Atrás habían quedado sus trabajos en Canale, de empleado en la litográfica de Duarte y Espósito en 12 de Octubre y Zeballos y su bolichito de café y té sobre la calle Salta ahí nomás de la que sería su plaza. También su etapa de cadete de los Bomberos Voluntarios de Sarandí y su trabajo desde 1940 en el emblemático frigorífico La Negra sobre avenida Pavón. Pascual pasaba a ser protagonista, con su voz y reclamos como político comunista. Eran tiempos de acción. Así, ingresó activamente en política llegando en mayo del ‘73 a ser electo como concejal de Avellaneda integrando la Alianza Popular Revolucionaria conservando el cargo hasta el golpe del 76.
Pascual Romano |
Después de muchos años de bregar para que se cierre la fábrica, se cerró. No por la inquietud de los vecinos encabezada por Pascual Romano, que seguramente no debe haber sido muy bien vista por los trabajadores de La Moderna sino justamente como consecuencia de maniobras espurias del propio capital. Jugarretas del destino, sería la frase de estilo. El capitalismo que al fin da una mano al sueño de un comunista.

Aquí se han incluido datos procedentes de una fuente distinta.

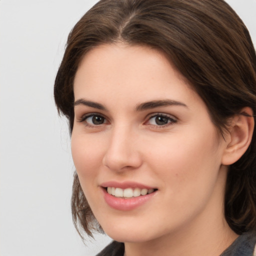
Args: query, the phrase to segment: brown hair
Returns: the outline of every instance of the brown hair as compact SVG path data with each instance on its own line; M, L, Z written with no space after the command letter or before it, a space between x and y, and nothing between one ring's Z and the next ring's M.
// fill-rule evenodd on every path
M56 104L70 132L73 82L82 59L94 47L120 41L164 52L204 100L220 132L228 118L244 107L256 113L255 50L246 26L224 0L102 0L70 32L56 76ZM256 229L256 158L254 130L246 152L230 166L226 181L225 216L238 234ZM78 232L100 230L76 173L72 204Z

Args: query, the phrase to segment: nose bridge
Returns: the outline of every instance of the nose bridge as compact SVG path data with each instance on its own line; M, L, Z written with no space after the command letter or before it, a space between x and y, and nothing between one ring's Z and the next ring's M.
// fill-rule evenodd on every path
M136 168L141 164L136 146L138 136L128 124L114 126L112 130L103 164L110 170L122 170L124 168Z

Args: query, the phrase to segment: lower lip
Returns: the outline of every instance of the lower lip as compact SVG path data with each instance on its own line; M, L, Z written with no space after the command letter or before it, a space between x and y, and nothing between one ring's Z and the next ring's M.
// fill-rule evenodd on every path
M104 198L108 206L119 210L131 210L135 209L150 200L155 196L156 192L156 191L145 196L140 196L136 198L124 199L116 198L112 194L110 194L104 188L102 188L102 190L104 193Z

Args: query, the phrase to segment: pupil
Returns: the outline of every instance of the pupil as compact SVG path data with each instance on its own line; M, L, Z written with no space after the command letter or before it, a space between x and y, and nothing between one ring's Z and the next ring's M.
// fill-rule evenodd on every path
M92 122L94 124L102 124L104 122L104 118L98 116L94 116L92 118Z
M168 124L168 119L163 116L157 116L156 118L156 122L158 126L164 126Z

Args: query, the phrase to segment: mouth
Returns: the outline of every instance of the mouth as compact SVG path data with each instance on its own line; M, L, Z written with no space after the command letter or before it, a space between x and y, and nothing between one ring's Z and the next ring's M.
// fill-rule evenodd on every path
M122 189L120 188L108 186L104 188L108 194L116 198L129 199L141 196L150 194L158 190L156 188L128 188Z

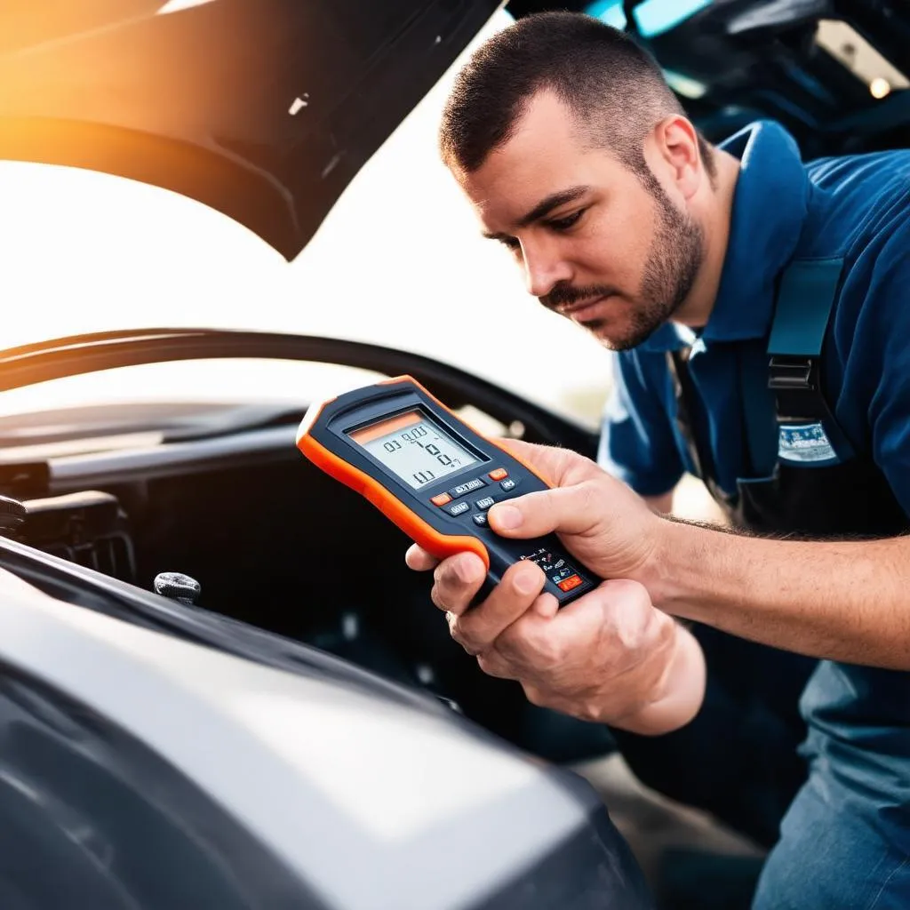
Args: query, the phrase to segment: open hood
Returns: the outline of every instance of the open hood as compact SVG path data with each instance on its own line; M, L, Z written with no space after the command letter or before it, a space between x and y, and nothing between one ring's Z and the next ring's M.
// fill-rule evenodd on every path
M9 0L0 158L197 199L292 259L501 0Z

La fábrica pasó a ser un baldío, ya no había chimenea ni contaminación contra la cual protestar. Tampoco trabajadores que se ganaran el mango. Se había cambiado la chimenea, la vieja de chapa había sido reconstruida en otra de material mucho más alta, pero así y todo seguía dejando “todas las veredas quemadas”, como dice Darío. Ahora el problema estaba en la mugre que había en el predio abandonado a su suerte y que desde iniciados los 70 ya nadie ocupaba. “La gente se quejaba de las ratas”, afirma Juan. Pascual Romano desde su reconocida militancia política y pese al descreimiento de los vecinos logró que el Coronel Marcelo de Elía, Intendente desde junio de 1971, autorizara la creación de la plaza. Pero no todas eran rosas, hubo que esperar bastante para que la autorización se hiciera realidad. Recién en marzo de 1981 empezaron las obras de creación y remodelación de la plaza. Mucho tiempo, aunque no tanto como el que pasara desde que la Municipalidad de Avellaneda, en abril del ‘81 anunció la prolongación del servicio de subterráneos y creación de la Línea G, que según se dijera sería inaugurada en 1984. Hasta habían determinado el lugar de las estaciones y todo.
Con la construcción de la plaza la fisonomía del barrio comenzó a cambiar. Se tiraron abajo los paredones de casi cuatro metros de altura de la vieja fábrica vacía para dejar al descubierto su interior. La chimenea por primera vez empezaba a respirar, pero quedaba expuesta e indefensa. La Municipalidad se encargaría de hacer la plaza para lo cual tenía que tirar abajo las estructuras interiores que quedaban de la plaza, incluyendo la chimenea. “Tirar abajo la chimenea costaba mucha plata”, dicen casi a coro Juan y Darío, junto con Juan Carlos -de impecable y bancaria figura- y Jorge –con su cascada voz-, quienes se suman con la bola de bochas en sus manos. Así fue como entonces que por cuestiones meramente económicas la chimenea siguió erguida. Todo fue reconstruido, a excepción de la chimenea que fue engalanada incluso por los propios Bomberos Voluntarios de Sarandí que aportaron su agilidad y sapiencia para iluminarla.
Pasó diciembre de 2012, terminó la choriceada con el Intendente Jorge Ferraresi en la inauguración del techo nuevo. Cambiaron los sonidos de la plaza. Sus instrumentos, su música y partitura, pero no sus recuerdos e historias. A los costados de la chimenea, ese gran cañón hacia el cielo, emergen simbólicas construcciones imitando dos coronas precisas, como de máquina relojera. Mitad emergiendo a la superficie, mitad por debajo arañando la tierra, arando los recuerdos que el extraño pedazo de vidrio verde oscuro y brillante trajo la memoria de centenarias historias.